I wrote this paper about a decade ago, and submitted it to Neural Computation on 2 February 1998, but in effect it was not accepted for publication because the referees asked for changes to be made to the paper that I thought (and still think) were unreasonable. Apart from minor reformatting changes, this arXiv version of the paper is

*identical* to the version that I submitted to Neural Computation.

The paper contains material that is based on a preprint that I wrote at the

Neural Networks and Machine Learning Scientific Programme at the

Isaac Newton Institute in 1997. The Newton Institute preprint number is NI97039, and it is available online on this

page of 1997 preprints, or can be accessed directly

here.

The main idea in the paper is to optimise a multi-layer density-modelling network so that the

*joint* probability of the state of

*all* of its layers has desirable properties, rather than for the

*marginal* probability of the state of

*only* its input layer to have desirable properties. In effect, all of the layers of the network are put on an equal footing, rather than selecting the input layer to be treated differently from the rest of the layers. The approach to density modelling described in this paper turns out to unify various results that I had published in several of my earlier papers.

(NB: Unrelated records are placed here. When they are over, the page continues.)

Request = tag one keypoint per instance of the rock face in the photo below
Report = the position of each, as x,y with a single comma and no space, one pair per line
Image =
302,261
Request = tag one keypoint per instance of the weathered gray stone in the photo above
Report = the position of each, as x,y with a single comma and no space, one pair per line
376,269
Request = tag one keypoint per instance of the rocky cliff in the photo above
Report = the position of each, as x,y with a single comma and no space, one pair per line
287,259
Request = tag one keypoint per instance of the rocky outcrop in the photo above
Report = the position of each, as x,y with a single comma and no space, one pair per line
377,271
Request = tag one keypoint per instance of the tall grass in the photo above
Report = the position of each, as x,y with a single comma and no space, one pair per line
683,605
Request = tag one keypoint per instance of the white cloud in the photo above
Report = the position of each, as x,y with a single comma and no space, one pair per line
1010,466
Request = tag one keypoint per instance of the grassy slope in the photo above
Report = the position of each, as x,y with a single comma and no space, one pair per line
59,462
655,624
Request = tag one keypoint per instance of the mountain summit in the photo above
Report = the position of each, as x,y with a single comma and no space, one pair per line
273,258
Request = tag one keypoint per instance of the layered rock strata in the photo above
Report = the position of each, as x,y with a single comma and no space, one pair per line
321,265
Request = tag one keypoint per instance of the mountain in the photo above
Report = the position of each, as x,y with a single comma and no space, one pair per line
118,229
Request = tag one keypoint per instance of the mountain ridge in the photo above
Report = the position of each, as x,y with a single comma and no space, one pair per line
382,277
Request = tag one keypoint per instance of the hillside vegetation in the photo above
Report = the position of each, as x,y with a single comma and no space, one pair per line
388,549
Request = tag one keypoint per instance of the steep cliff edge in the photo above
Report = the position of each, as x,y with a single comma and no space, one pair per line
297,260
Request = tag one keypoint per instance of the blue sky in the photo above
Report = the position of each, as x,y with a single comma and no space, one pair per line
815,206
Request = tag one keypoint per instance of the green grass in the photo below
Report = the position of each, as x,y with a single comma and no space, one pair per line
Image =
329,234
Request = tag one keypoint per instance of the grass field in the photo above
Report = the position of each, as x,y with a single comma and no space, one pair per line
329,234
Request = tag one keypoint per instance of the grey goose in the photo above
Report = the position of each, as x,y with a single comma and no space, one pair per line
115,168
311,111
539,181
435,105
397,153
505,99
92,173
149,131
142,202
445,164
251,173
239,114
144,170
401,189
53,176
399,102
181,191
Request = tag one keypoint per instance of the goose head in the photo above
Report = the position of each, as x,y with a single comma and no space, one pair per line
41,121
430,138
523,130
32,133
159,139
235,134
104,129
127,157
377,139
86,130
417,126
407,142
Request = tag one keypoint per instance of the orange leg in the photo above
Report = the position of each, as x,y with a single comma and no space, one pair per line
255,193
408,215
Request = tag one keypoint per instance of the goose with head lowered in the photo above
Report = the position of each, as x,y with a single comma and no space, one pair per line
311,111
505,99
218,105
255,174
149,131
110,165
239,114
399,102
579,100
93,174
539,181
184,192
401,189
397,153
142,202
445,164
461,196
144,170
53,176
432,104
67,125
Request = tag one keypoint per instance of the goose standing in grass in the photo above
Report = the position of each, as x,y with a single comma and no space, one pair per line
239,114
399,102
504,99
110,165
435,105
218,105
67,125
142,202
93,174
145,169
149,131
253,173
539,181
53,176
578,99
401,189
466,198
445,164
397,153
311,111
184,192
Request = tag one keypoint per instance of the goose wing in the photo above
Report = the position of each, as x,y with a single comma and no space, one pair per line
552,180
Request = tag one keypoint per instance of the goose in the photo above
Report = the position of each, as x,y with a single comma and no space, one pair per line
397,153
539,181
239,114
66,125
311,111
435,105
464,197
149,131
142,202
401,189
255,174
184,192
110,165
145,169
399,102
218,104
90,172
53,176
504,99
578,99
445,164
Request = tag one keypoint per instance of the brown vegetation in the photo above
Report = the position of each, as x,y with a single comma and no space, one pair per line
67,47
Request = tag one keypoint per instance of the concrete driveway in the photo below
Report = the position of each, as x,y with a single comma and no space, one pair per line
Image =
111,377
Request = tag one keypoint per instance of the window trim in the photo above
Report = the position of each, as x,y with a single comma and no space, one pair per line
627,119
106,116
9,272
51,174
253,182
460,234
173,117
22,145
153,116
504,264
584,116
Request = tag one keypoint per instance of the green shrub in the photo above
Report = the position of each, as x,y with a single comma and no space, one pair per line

The objective function for optimising the joint probability of the state of all the layers of a network is

*almost* the same as the one that is used to optimise a

Helmholtz machine, but it

*omits* the so-called "bits-back" term that is used by Helmholtz machines, so it penalises the use of

*distributed* codes whilst encouraging the use of

*sparse* codes in the hidden layers of the network. At the

Neural Networks and Machine Learning Scientific Programme in 1997, I was told by Geoffrey Hinton (who is one of the originators of the Helmholtz machine) that they had looked at what happened if they omitted the bits-back term, and they had concluded that it didn't lead anywhere interesting! I found this remark quite amusing because much of my useful research output had derived from omitting the bits-back term. Also, with the decade of additional insight that I have accumulated since 1997, I can now see that

*joint* (rather than

*marginal*) probability optimisation is the

*key* to obtaining useful results in multi-layer density-modelling networks. Watch this space, as they say!